The estate faces south and overlooks Clifden Bay. It was constructed in the Gothic Revival style, popular in the early 1800s. The castle's original features include a rounded tower to the southeast, a square tower and an entry tower with two round turrets. However, most current decorative features date from the 1850s/1860s and were added by the Eyre family.

The estate also includes a large gateway, built in 1815 in the medieval style. In addition, D'Arcy had several standing stones erected on his property. Four remain along the winding path between the gateway and the house. One of them might be a prehistoric worked stone, originating from elsewhere.

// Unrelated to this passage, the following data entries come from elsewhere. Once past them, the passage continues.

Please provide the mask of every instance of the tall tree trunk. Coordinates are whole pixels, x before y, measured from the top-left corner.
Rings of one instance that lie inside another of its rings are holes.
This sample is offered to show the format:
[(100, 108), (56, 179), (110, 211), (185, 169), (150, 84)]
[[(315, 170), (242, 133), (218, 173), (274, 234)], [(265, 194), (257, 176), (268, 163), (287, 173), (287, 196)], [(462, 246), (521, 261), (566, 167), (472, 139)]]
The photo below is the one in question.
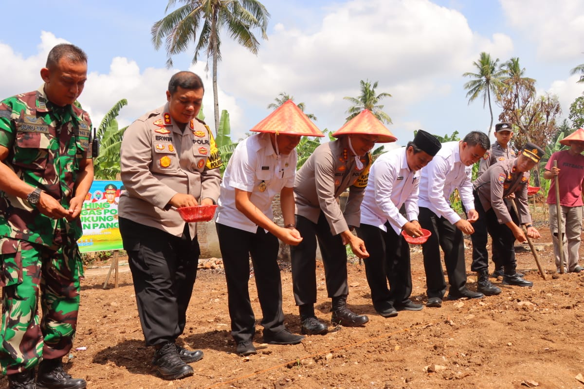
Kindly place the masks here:
[(215, 114), (215, 136), (217, 136), (219, 129), (219, 97), (217, 92), (217, 10), (213, 9), (213, 19), (211, 21), (211, 39), (213, 47), (213, 110)]
[(489, 129), (486, 131), (488, 134), (491, 134), (491, 129), (493, 128), (493, 108), (491, 106), (491, 91), (489, 90), (491, 85), (489, 82), (486, 82), (486, 98), (489, 100), (489, 112), (491, 113), (491, 125), (489, 126)]

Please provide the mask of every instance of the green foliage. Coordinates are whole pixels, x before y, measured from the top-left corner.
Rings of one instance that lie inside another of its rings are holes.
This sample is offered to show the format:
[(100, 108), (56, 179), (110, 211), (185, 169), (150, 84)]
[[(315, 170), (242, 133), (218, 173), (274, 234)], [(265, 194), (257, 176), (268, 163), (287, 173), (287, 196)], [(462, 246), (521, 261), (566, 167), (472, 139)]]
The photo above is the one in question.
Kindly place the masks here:
[(375, 115), (380, 121), (391, 124), (391, 118), (390, 115), (383, 111), (384, 106), (379, 105), (380, 101), (384, 97), (391, 97), (391, 95), (387, 92), (383, 92), (379, 94), (376, 94), (376, 89), (377, 88), (377, 82), (376, 81), (371, 85), (369, 80), (363, 81), (361, 80), (361, 94), (357, 97), (345, 97), (344, 100), (350, 101), (353, 105), (349, 107), (346, 113), (349, 114), (346, 120), (349, 121), (354, 117), (361, 113), (363, 110), (369, 110), (371, 113)]
[(573, 127), (584, 127), (584, 96), (576, 97), (570, 105), (570, 114), (568, 117), (572, 121)]
[(118, 128), (116, 118), (120, 110), (128, 104), (122, 99), (114, 105), (102, 120), (96, 133), (96, 140), (99, 143), (99, 154), (93, 161), (95, 178), (115, 180), (120, 173), (120, 149), (124, 132), (127, 127)]
[(496, 94), (497, 89), (502, 86), (501, 78), (505, 72), (498, 67), (499, 58), (493, 61), (491, 55), (483, 51), (481, 53), (478, 61), (472, 62), (477, 68), (477, 72), (467, 72), (463, 77), (471, 78), (470, 81), (464, 84), (464, 89), (468, 90), (467, 97), (470, 104), (479, 97), (482, 97), (482, 107), (489, 103), (491, 113), (491, 125), (489, 129), (493, 127), (493, 109), (491, 104), (491, 94)]
[(252, 30), (259, 29), (262, 37), (267, 38), (266, 30), (270, 13), (257, 0), (169, 0), (165, 12), (176, 3), (182, 4), (155, 23), (151, 29), (152, 41), (158, 50), (164, 44), (166, 65), (173, 65), (172, 57), (186, 51), (194, 43), (193, 63), (203, 54), (207, 61), (213, 58), (213, 103), (215, 128), (219, 125), (217, 96), (217, 64), (221, 60), (220, 32), (227, 30), (238, 44), (258, 54), (259, 42)]

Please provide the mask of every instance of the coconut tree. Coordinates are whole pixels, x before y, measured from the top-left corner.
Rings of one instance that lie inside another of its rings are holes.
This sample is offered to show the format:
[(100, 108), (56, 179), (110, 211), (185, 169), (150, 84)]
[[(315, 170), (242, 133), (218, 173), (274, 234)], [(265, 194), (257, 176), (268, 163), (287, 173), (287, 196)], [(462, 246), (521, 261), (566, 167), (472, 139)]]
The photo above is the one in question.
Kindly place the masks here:
[[(278, 96), (279, 97), (276, 97), (274, 99), (275, 103), (270, 103), (267, 104), (268, 109), (271, 108), (273, 110), (275, 110), (276, 108), (282, 105), (288, 100), (292, 100), (293, 101), (294, 101), (294, 96), (290, 96), (285, 92), (280, 92), (280, 94), (278, 94)], [(296, 106), (298, 107), (301, 111), (304, 112), (304, 108), (306, 108), (306, 106), (304, 103), (295, 103), (294, 104), (296, 104)], [(304, 114), (306, 115), (311, 120), (314, 120), (314, 121), (317, 121), (317, 117), (315, 116), (314, 114), (307, 114), (305, 112)]]
[(584, 83), (584, 64), (580, 64), (570, 71), (570, 75), (580, 73), (580, 79), (577, 81), (579, 83)]
[(376, 89), (377, 88), (377, 82), (376, 81), (371, 85), (369, 80), (363, 81), (361, 80), (361, 94), (357, 97), (345, 97), (344, 100), (350, 101), (353, 105), (346, 111), (349, 114), (346, 120), (349, 121), (354, 117), (357, 116), (363, 110), (369, 110), (380, 121), (388, 124), (391, 123), (391, 118), (390, 115), (383, 111), (384, 106), (379, 105), (380, 101), (384, 97), (391, 97), (391, 95), (387, 92), (383, 92), (379, 94), (376, 94)]
[(477, 72), (467, 72), (463, 74), (463, 77), (473, 79), (464, 84), (464, 89), (468, 91), (467, 93), (468, 104), (479, 96), (482, 97), (483, 108), (488, 101), (489, 103), (489, 112), (491, 113), (489, 131), (493, 127), (493, 108), (491, 105), (491, 93), (492, 92), (496, 94), (498, 89), (503, 85), (501, 78), (504, 72), (498, 66), (498, 63), (499, 58), (493, 61), (490, 54), (483, 51), (481, 53), (478, 61), (472, 62), (477, 68)]
[(221, 60), (220, 31), (226, 30), (238, 43), (257, 54), (259, 42), (252, 31), (259, 28), (262, 37), (267, 39), (266, 29), (270, 14), (257, 0), (169, 0), (165, 12), (177, 2), (183, 5), (152, 25), (152, 43), (157, 50), (164, 44), (169, 68), (173, 64), (172, 56), (186, 51), (192, 43), (196, 45), (193, 64), (201, 54), (206, 56), (207, 61), (211, 58), (216, 132), (219, 126), (217, 64)]

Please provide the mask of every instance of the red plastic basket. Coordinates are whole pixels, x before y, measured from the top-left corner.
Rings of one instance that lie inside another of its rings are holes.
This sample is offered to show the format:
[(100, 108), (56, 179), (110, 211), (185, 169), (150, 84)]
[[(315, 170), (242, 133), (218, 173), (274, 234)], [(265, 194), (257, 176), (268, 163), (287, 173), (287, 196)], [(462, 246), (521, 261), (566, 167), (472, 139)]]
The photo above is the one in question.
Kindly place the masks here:
[(213, 218), (217, 205), (197, 205), (177, 208), (183, 220), (188, 223), (208, 222)]
[(402, 231), (402, 235), (405, 238), (405, 241), (408, 243), (411, 243), (412, 244), (422, 244), (426, 243), (426, 241), (428, 240), (428, 238), (430, 237), (430, 236), (432, 233), (423, 228), (420, 229), (420, 230), (422, 231), (423, 234), (422, 236), (418, 236), (418, 237), (410, 236), (405, 231)]

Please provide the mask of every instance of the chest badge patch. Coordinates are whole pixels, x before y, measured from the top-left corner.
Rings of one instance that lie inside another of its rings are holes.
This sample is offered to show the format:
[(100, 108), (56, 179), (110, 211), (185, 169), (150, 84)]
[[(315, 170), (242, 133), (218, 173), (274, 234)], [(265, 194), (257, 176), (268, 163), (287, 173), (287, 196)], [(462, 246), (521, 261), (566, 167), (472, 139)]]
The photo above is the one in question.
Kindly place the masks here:
[(171, 159), (165, 156), (160, 159), (160, 166), (162, 167), (168, 167), (171, 166)]
[(169, 130), (166, 129), (166, 128), (164, 128), (164, 127), (161, 127), (160, 128), (157, 128), (156, 129), (154, 130), (154, 132), (158, 132), (158, 134), (162, 134), (163, 135), (166, 135), (167, 134), (171, 133), (171, 132)]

To the west of the castle, a substantial enclosed farmyard was constructed. This comprised a grain store, workers' cottages, stable and coachhouse. Next to it was a walled garden, with a well and pond nearby. On the demesne there are also the remains of a 'marine temple' made of sea shells on the stream to the east of the castle. Close to the road to the north is a children's graveyard, originally for three Eyre children who died in the 1880s.

==Today==
The former castle and demesne are now owned by several families. The gateway is visible from the Sky Road, and access to the ruined house is through the gateway along a path that meanders across the hillside to the building. The surrounding grassland is populated by grazing cows, sheep and horses, and part of the castle ruins is a cow pen.